Sur le bien-fondé des impositions et des majorations et amendes y afférentes :

M. B..., dont il résulte de l’instruction qu’il a reçu communication, au cours de la procédure d’imposition et lors des débats en première instance, de tous les actes liés à cette procédure, et qui n’a pas jugé utile de préciser la nature du document dont il n’aurait pas eu connaissance pour prétendre avoir été privé de la possibilité d’exercer sa défense, ne peut utilement soutenir que l’administration n’ayant pas produit à l’instance l’intégralité des pièces relatives à la procédure d’imposition contestée, cette imposition ainsi que les majorations et amendes ne sont pas fondées.




Il résulte de tout ce qui précède, et sans qu’il soit besoin de surseoir à statuer dans l’attente de la communication par l’administration de son entier dossier fiscal, que M. B... n’est pas fondé à soutenir que c’est à tort que, par le jugement attaqué, le tribunal administratif de Toulon a rejeté sa demande.


Sur la suppression de passages injurieux, outrageants ou diffamatoires :


En vertu des dispositions de l’article 41 de la loi du 29 juillet 1881 reproduites à l’article L. 741-2 du code de justice administrative, les cours administratives d’appel peuvent, dans les causes dont elles sont saisies, prononcer, même d’office, la suppression des écrits injurieux, outrageants ou diffamatoires.

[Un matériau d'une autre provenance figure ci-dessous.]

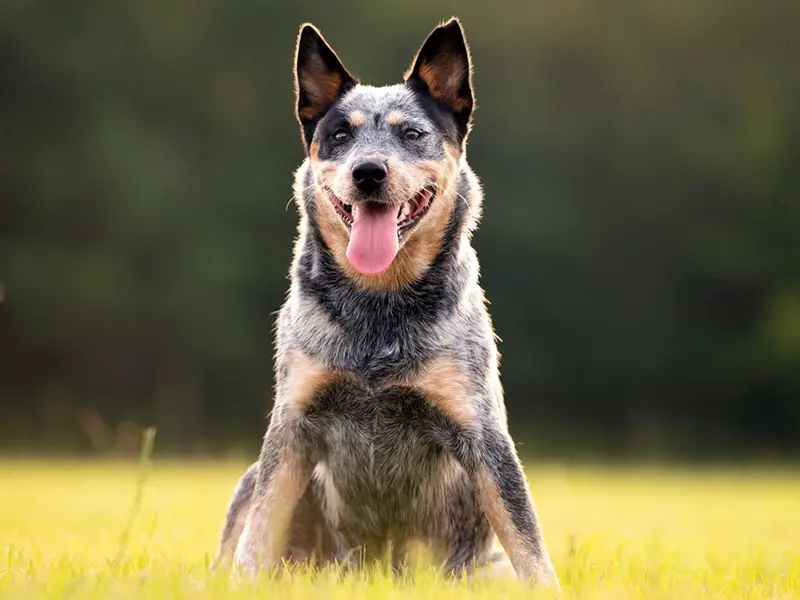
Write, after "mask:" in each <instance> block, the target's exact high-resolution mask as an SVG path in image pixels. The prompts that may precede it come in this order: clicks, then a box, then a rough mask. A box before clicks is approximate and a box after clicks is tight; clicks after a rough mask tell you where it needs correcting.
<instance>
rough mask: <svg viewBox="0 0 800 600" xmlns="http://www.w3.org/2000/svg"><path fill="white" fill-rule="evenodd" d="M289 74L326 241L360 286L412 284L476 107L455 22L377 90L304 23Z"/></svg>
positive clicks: (319, 222) (428, 259) (316, 211)
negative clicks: (291, 72) (374, 280)
mask: <svg viewBox="0 0 800 600" xmlns="http://www.w3.org/2000/svg"><path fill="white" fill-rule="evenodd" d="M295 74H296V100H297V118H298V120H299V122H300V126H301V133H302V137H303V142H304V145H305V148H306V151H307V154H308V158H309V164H310V169H311V171H312V176H313V192H314V193H313V199H312V202H314V204H315V206H314V211H315V215H316V218H317V222H318V225H319V228H320V230H321V232H322V234H323V236H324V237H325V242H326V244H327V245H328V246H329V247H330V249H331V250H332V251H333V253H334V255H335V256H336V258H337V260H338V261H339V262H340V264H341V266H343V267H344V268H345V270H346V271H348V273H349V274H350V275H353V276H355V277H357V278H359V279H361V280H363V279H364V278H365V277H366V278H373V279H375V280H376V281H381V280H387V281H389V280H391V281H400V280H404V279H409V278H413V275H414V273H412V272H411V271H414V270H417V271H418V270H419V268H420V267H421V266H424V265H423V264H422V263H424V262H425V261H428V262H429V261H430V260H432V259H433V255H434V254H435V251H436V249H437V248H438V247H439V244H440V243H441V238H442V236H443V235H444V231H445V228H446V226H447V223H448V221H449V219H450V216H451V215H452V211H453V209H454V205H455V201H456V198H457V196H458V193H457V190H455V189H454V188H455V186H454V181H455V178H456V175H457V173H458V172H459V169H460V162H461V157H462V154H463V153H464V149H465V146H466V139H467V135H468V133H469V129H470V125H471V119H472V112H473V106H474V98H473V92H472V80H471V62H470V55H469V50H468V47H467V44H466V41H465V39H464V33H463V31H462V28H461V25H460V23H459V22H458V20H456V19H451V20H450V21H448V22H446V23H444V24H443V25H440V26H439V27H437V28H436V29H434V30H433V31H432V32H431V33H430V35H429V36H428V38H427V39H426V40H425V42H424V43H423V44H422V46H421V48H420V49H419V51H418V53H417V55H416V57H415V58H414V60H413V62H412V65H411V68H410V69H409V70H408V71H407V73H406V74H405V76H404V81H403V83H399V84H396V85H391V86H385V87H372V86H367V85H361V84H360V83H359V82H358V80H357V79H356V78H355V77H354V76H353V75H351V74H350V72H349V71H348V70H347V69H346V68H345V66H344V65H343V64H342V62H341V61H340V60H339V58H338V56H337V55H336V53H335V52H334V51H333V50H332V49H331V47H330V46H329V45H328V44H327V42H326V41H325V40H324V38H323V37H322V35H321V34H320V32H319V31H318V30H317V29H316V28H315V27H314V26H312V25H310V24H306V25H303V26H302V28H301V30H300V35H299V38H298V41H297V50H296V72H295ZM307 197H309V198H312V195H311V194H308V195H307ZM401 251H402V252H401ZM398 253H401V254H402V256H400V257H399V256H398Z"/></svg>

Les passages des écritures du requérant commençant par les mots « un Etat totalitaire » et se terminant par les mots « dossiers-de-procedure.pdf » (mémoire enregistré au greffe de la Cour le 25 novembre 2021, page 5) excèdent le droit à la libre discussion et présentent un caractère outrageant et diffamatoire. Dès lors, il y a lieu d’en prononcer la suppression en application de l’article L. 741-2 du code de justice administrative.


Sur les frais liés au litige :


Par voie de conséquence de qui vient d’être dit, les conclusions de M. B... tendant à ce qu’il soit mis à la charge du ministre la somme demandée au titre des frais exposés par elle et non compris dans les dépens doivent être rejetées.




D É C I D E :


Article 1er : Le jugement n° 1802971 du 5 juin 2020 du tribunal administratif de Toulon est annulé.

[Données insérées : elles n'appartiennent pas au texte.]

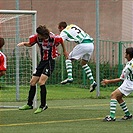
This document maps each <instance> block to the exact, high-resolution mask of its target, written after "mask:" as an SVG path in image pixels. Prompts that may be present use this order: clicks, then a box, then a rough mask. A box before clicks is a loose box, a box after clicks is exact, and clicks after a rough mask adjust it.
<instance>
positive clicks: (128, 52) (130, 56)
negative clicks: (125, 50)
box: [126, 47, 133, 58]
mask: <svg viewBox="0 0 133 133" xmlns="http://www.w3.org/2000/svg"><path fill="white" fill-rule="evenodd" d="M126 53H127V54H129V56H130V57H131V58H133V47H129V48H127V49H126Z"/></svg>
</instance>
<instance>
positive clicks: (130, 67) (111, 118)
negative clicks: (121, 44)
mask: <svg viewBox="0 0 133 133" xmlns="http://www.w3.org/2000/svg"><path fill="white" fill-rule="evenodd" d="M125 58H126V59H127V60H128V62H127V63H126V66H125V68H124V69H123V71H122V74H121V76H120V78H116V79H111V80H107V79H104V80H103V81H102V82H101V83H102V85H106V84H110V83H117V82H120V81H123V83H122V85H121V86H120V87H118V88H117V89H116V90H115V91H113V92H112V94H111V100H110V115H108V116H106V117H105V119H104V121H115V112H116V105H117V102H118V103H119V104H120V106H121V108H122V110H123V111H124V113H125V116H124V117H123V118H122V120H128V119H131V118H132V114H131V113H130V112H129V110H128V108H127V106H126V103H125V101H124V100H123V96H124V95H125V96H128V95H129V94H130V93H131V92H133V47H129V48H127V49H126V52H125Z"/></svg>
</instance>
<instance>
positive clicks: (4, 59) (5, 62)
mask: <svg viewBox="0 0 133 133" xmlns="http://www.w3.org/2000/svg"><path fill="white" fill-rule="evenodd" d="M4 44H5V41H4V38H2V37H0V50H1V49H2V47H3V46H4ZM5 74H6V56H5V55H4V54H3V53H2V52H1V51H0V77H1V76H3V75H5Z"/></svg>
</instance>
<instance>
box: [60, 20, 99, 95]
mask: <svg viewBox="0 0 133 133" xmlns="http://www.w3.org/2000/svg"><path fill="white" fill-rule="evenodd" d="M58 29H59V31H60V36H61V37H62V38H63V40H64V41H65V40H66V41H73V42H76V43H77V45H76V46H75V47H74V48H73V50H72V51H71V52H70V53H69V57H68V58H67V59H66V61H65V63H66V69H67V73H68V77H67V79H65V80H64V81H62V82H61V84H66V83H72V82H73V77H72V60H79V59H81V65H82V68H83V69H84V71H85V72H86V74H87V77H88V78H89V80H90V92H93V91H94V90H95V88H96V86H97V83H96V82H95V80H94V78H93V75H92V71H91V68H90V67H89V65H88V64H87V63H88V62H89V60H90V57H91V55H92V53H93V50H94V45H93V42H94V41H93V38H91V37H90V36H89V35H88V34H87V33H85V32H84V31H83V30H82V29H81V28H79V27H78V26H77V25H75V24H70V25H67V23H66V22H60V23H59V25H58Z"/></svg>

Article 2 : La demande présentée par M. A... B... devant le tribunal administratif de Toulon est rejetée.

Article 3 : Le surplus des conclusions de la requête de M. A... B..., en ce comprises celles tendant à l’application des dispositions de l’article L. 761-1 du code de justice administrative, est rejeté.

Article 4 : Les passages de la requête et du mémoire complémentaire de M. B... mentionnés au point 16 du présent arrêt sont supprimés.

Article 5 : Le présent arrêt sera notifié à M. A... B... et au ministre de l’économie, des finances et de la relance.

Copie en sera adressée à la direction du contrôle fiscal sud-Est.

Délibéré après l’audience du 5 mai 2022 où siégeaient :


- M. Alfonsi, président de chambre,
- Mme Massé-Degois, présidente-assesseure,
- M. Mahmouti, premier conseiller.


Rendu public par mise à disposition au greffe, le 12 mai 2022.